In a recent conversation a friend of mine described our modern understanding of the world around us as a conspiracy theory of the grandest proportions.
We posit theories which tell us that the phenomena we witness are merely ephemera resulting from an underlying structure of whirring particles—not even atoms anymore, but subatomic particles in such categories as bosons, leptons and quarks. This conspiracy gives us the theater that is our everyday experience, experience that cannot be explained in its own terms, but must be understood to be the result of forces hidden from our eyes and ultimately from all our other senses. The surface of things cannot be trusted.
The ancient Greek philosopher Plato gave us the first version of such a world in his theory of forms. Everything in our everyday existence is a pale imitation of ideal forms in the real world, he said. The perfect tiger exists in a different dreamlike realm where it offers a template for an actual tiger. The perfect chair in this other realm acts in a similar way.
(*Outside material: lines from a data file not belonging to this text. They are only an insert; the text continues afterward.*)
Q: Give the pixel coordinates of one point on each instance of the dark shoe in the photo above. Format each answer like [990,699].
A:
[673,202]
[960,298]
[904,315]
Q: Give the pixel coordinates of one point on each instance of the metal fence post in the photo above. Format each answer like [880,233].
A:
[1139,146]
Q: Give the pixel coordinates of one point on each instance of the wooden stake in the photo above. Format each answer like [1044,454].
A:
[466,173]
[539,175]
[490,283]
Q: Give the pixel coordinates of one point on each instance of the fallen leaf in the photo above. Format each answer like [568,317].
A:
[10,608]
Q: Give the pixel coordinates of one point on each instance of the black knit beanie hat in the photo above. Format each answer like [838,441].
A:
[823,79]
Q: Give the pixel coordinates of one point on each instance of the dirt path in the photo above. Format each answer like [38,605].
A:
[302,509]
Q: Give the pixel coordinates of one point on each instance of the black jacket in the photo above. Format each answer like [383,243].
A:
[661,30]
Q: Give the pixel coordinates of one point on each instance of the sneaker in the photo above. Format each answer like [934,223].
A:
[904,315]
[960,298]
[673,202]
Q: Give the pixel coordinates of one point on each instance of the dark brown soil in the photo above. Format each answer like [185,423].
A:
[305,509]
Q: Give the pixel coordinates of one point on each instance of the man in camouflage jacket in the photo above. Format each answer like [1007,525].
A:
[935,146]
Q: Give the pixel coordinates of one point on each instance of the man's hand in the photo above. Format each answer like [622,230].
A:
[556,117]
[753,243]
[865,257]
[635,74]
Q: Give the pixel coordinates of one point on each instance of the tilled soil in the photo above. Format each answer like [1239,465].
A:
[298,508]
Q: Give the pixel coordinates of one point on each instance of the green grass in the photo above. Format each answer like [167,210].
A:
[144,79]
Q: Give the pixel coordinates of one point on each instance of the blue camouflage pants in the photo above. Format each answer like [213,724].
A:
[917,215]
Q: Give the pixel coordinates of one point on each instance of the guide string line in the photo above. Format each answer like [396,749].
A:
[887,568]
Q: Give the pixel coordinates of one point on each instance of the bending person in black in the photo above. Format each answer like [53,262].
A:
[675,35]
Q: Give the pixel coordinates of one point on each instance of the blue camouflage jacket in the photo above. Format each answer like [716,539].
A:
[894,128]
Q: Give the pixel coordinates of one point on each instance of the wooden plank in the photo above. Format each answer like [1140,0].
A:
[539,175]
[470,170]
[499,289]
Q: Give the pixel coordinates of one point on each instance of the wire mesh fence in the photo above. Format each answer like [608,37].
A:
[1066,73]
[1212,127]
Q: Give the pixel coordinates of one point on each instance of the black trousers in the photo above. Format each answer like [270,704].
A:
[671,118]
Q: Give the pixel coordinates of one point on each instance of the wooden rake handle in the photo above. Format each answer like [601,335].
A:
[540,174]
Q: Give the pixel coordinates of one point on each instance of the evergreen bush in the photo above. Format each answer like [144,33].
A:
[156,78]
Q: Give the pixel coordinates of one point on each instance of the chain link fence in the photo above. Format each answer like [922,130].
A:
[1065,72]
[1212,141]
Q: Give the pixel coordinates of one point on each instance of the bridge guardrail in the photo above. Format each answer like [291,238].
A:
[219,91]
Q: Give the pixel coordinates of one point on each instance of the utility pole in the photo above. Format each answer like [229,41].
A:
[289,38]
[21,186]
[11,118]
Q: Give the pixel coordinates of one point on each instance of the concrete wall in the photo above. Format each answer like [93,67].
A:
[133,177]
Our world is not the real one, but a mere ghost orchestrated by the real world which we can never know directly.
German philosopher Immanuel Kant appeared to update Plato with his categories of understanding. We humans understand the world using a sort of pre-programmed set of categories. Because of this we can never know a thing-in-itself. We are forever separated from the world we live in, doomed to perceive mere shadows as in Plato’s metaphorical cave.
Today, having arrived at the subatomic level, we build huge particle colliders to break matter into ever smaller bits, trying to get to the nub of existence, but never imagining that the world just might be “turtles all the way down.”